Finally, can tell us a little about your work as a DJ?

I started as an electronic DJ, but in 2010 I moved on to Bollywood music and I’ve been organising Bollywood and bhangra parties since then. First the parties were going on in Jalla Jalla, but later they got bigger, so we moved to Gala Hala.

Now I have a DJ team from Ambasada Rog, me and a few refugees. One guy from Syria is also playing Indian music with me at my regular parties, but when we play at some different events he plays Arabic music, like dabke, and there is one guy from Iran who plays Persian music. Also a guy from Afghanistan who plays dance music from Turkey to India. Some others have also tried DJing, and we organise events with reggae, trap, blues, all sort.  At Rog we have a computer, a mixer, and people can learn how to DJ there.

Who goes to those Bollywood nights?

At first it was the Indian community here, but then refugees started to come, and more Slovenians.
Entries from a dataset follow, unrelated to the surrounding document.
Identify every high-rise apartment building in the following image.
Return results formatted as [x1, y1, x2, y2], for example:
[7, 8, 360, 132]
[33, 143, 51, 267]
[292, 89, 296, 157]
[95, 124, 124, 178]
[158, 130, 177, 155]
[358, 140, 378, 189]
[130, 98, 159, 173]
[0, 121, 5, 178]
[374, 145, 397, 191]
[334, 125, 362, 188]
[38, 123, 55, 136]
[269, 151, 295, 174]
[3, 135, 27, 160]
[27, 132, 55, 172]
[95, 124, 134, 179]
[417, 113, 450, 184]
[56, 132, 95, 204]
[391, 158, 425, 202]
In fact, we have a bhangra and Bollywood night tomorrow, you should come.

If you’d like to learn more about Ambasada Rog, then the best place to see more of what’s going on and make contact is probably the group’s Facebook page, here, while you can follow the events organised by Koncertna Dvorana Rog, which often hosts dance parties, here. Finally, for news on those Bollywood nights, and other events at Gala Hala, just click here.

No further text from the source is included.